In November, McClash traveled to Cuba with a delegation from the port to meet with trade officials there. It was during that visit that he signed an agreement with Pedro Alvarez, the head of Alimport, a Cuban government agency charged with importing food products to the island.

The agreement that included the offending clause calls for Alimport to work with Port Manatee to increase shipments of food, lumber and other products that legally can be sold to the Communist nation.

Port Authority member Pat Glass said she first heard about the memorandum when a television reporter contacted her for an interview.

"Fortunately the TV station had a copy of the agreement and gave me an opportunity to quickly peruse it," Glass said.

Getting a policy document handed to her in that way was completely unacceptable, she said. Other authority members echoed that sentiment.

"Any agreements need to come back to the Port Authority prior to anyone signing them, no matter how benign they may appear," Bruce said.

There are harsher critics of the authority's efforts to work with the Cuban government.

Nick Gutierrez, a Miami lawyer whose family's property was expropriated by the Cuban government in 1960, placed most of the blame on Cuban government representatives.

"Here we have foreign interference in U.S. policy by an outlawed dictatorship which is making conditions on American business partners by asking them to lobby on their behalf," Gutierrez said.

"Taking language out of the agreement does not excuse Port Manatee from doing business with a government that stole property from its own citizens and is attempting to traffic in the fruits of those properties," Gutierrez said.

Still, many Americans see great opportunity, even in a Castro-run Cuba, pointing to nearly $110 million in new U.S. food sales to the island.

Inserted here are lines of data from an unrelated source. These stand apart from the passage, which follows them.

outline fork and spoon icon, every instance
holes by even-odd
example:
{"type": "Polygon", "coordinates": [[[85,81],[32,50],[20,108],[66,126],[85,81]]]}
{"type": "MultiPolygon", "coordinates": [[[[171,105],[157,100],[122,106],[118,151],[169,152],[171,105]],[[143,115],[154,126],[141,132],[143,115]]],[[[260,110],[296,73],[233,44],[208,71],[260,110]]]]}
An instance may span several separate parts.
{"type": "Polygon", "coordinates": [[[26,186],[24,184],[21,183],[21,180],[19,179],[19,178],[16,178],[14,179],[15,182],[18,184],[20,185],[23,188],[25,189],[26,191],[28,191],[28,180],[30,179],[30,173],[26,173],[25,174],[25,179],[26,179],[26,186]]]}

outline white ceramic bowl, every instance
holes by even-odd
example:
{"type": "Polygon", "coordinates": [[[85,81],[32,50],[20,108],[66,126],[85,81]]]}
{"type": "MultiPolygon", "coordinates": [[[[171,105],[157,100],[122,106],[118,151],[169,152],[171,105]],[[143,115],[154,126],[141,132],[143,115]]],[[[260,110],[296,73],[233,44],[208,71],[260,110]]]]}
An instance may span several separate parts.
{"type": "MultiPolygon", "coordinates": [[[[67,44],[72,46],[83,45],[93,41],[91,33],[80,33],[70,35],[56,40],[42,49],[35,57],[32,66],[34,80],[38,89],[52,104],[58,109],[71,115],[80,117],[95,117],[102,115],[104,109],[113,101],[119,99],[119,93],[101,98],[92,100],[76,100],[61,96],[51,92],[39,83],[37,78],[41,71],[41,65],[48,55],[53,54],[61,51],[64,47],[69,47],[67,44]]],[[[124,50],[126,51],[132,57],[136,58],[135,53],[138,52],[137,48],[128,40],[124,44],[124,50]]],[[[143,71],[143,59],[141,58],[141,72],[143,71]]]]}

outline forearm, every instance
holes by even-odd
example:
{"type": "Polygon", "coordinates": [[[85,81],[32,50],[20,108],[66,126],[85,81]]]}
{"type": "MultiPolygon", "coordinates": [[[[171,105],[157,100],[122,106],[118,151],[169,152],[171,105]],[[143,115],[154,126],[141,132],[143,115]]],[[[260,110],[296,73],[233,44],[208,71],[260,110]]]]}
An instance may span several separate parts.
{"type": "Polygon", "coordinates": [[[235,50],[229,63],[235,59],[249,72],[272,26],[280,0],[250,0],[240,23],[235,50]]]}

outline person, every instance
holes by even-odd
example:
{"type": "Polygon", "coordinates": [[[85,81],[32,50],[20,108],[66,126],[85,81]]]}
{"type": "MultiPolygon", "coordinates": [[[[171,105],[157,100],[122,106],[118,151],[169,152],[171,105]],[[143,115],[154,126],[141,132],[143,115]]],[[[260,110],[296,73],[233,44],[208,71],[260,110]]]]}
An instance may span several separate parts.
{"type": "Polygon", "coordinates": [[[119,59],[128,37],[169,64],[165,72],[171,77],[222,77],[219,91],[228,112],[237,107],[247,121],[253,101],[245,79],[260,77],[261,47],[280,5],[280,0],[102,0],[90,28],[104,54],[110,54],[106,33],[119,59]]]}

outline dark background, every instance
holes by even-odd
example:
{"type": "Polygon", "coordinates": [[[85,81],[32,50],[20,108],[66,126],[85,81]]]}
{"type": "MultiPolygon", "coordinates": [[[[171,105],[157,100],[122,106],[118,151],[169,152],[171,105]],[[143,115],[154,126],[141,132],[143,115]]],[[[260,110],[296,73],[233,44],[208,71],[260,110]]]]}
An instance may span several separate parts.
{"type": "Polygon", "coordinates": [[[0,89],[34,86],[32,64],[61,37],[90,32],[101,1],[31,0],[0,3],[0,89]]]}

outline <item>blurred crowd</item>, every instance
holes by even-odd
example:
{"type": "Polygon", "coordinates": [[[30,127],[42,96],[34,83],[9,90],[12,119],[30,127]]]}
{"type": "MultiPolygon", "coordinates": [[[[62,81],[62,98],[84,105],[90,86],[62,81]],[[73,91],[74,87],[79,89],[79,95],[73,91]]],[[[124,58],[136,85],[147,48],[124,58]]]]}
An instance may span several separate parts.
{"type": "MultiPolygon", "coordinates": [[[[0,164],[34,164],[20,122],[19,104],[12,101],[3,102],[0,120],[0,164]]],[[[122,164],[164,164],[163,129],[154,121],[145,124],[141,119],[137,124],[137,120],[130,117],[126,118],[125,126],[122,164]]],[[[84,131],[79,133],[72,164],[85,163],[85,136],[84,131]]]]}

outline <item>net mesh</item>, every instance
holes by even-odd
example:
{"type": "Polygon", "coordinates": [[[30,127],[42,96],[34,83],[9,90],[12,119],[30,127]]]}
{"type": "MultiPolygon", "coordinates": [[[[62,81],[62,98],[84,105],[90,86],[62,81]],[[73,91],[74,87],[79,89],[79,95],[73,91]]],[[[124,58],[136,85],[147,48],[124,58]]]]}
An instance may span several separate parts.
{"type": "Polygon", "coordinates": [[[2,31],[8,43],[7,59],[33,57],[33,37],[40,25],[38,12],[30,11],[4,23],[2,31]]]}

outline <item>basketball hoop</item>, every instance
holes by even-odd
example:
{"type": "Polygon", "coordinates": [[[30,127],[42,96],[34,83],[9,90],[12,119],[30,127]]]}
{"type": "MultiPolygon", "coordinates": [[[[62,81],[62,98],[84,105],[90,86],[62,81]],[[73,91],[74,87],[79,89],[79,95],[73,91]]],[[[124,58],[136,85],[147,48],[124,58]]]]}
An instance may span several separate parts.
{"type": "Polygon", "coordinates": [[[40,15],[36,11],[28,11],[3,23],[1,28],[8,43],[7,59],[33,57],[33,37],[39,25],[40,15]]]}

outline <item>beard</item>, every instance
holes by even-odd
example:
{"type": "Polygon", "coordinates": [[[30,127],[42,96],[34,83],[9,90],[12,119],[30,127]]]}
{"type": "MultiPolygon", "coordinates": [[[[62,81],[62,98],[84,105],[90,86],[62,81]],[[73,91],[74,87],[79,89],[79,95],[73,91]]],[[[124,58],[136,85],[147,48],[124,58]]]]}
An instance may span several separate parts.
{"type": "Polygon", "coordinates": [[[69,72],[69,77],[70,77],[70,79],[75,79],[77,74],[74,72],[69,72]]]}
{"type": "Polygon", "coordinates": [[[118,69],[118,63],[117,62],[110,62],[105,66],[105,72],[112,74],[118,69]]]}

"Ending the embargo is the right thing to do," said Iowa Agriculture Secretary Patty Judge, one of the American farm leaders in Cuba this week. "When Americans can finally come to Cuba on vacation, they might want steak, and we hope that steak is sourced from Iowa."

Mike Carter, president of the Bradenton-based construction company that bears his name, said Port Manatee needs to continue to negotiate trade deals.

"Congress exempted food and other humanitarian products from the embargo for the obvious reason that these products benefit the Cuban people," Carter said. "I think it's good for our port to try to be a conduit of those shipments. It will enhance our competitive position in the future."